茜色に空が染まり始めた夕刻。 立ち寄った無人駅舎の縦に細長い窓から見えた光景が、簡素にも関わらず劇的で心に残ったことから始まる。

その眺めが忘れられず、窓越しの撮影を試みるもピンと来ない。そこで、窓を隔てて撮るのを辞め、光景そのものをまず撮ることに切り替える。そして、縦横比に規則を設け、撮影後に比率外の部分を切ることにした。

とはいっても、撮影後に良い部分だけ拡大などでトリミングするのでは意味が無い。撮影当初から定めた比率を意識して撮れていることを絶対条件にする。縦に撮るならファインダーの上辺下辺、横に撮るなら左辺右辺が仕上がりの最端として撮影。ファインダーの中のグリッド線表示を頼りに、絶対に切れて欲しくない部分を線の中に収める。
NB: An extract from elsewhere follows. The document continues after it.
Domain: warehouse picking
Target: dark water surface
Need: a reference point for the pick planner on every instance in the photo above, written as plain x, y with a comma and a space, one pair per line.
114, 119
採用した縦横比には、日本人に馴染み深い「白銀比」を採用。日本人が最も美しいと感じる白銀比である「大和比(1:√2。コピー用紙の比率)」だと細長くないため、もう一つの白銀比「第2貴金属比」の1:1+√2(約5:12)に定めた。

年々と撮影を重ねるたびに、最初は思いつきのような気軽さだったのが比率を意識して撮影する難しさが深まる。なんでもかんでも、この比率で切り撮れる訳ではないのだと実感して枚数は増えない。まだまだ「一つの瞬きに秘む。」は続く。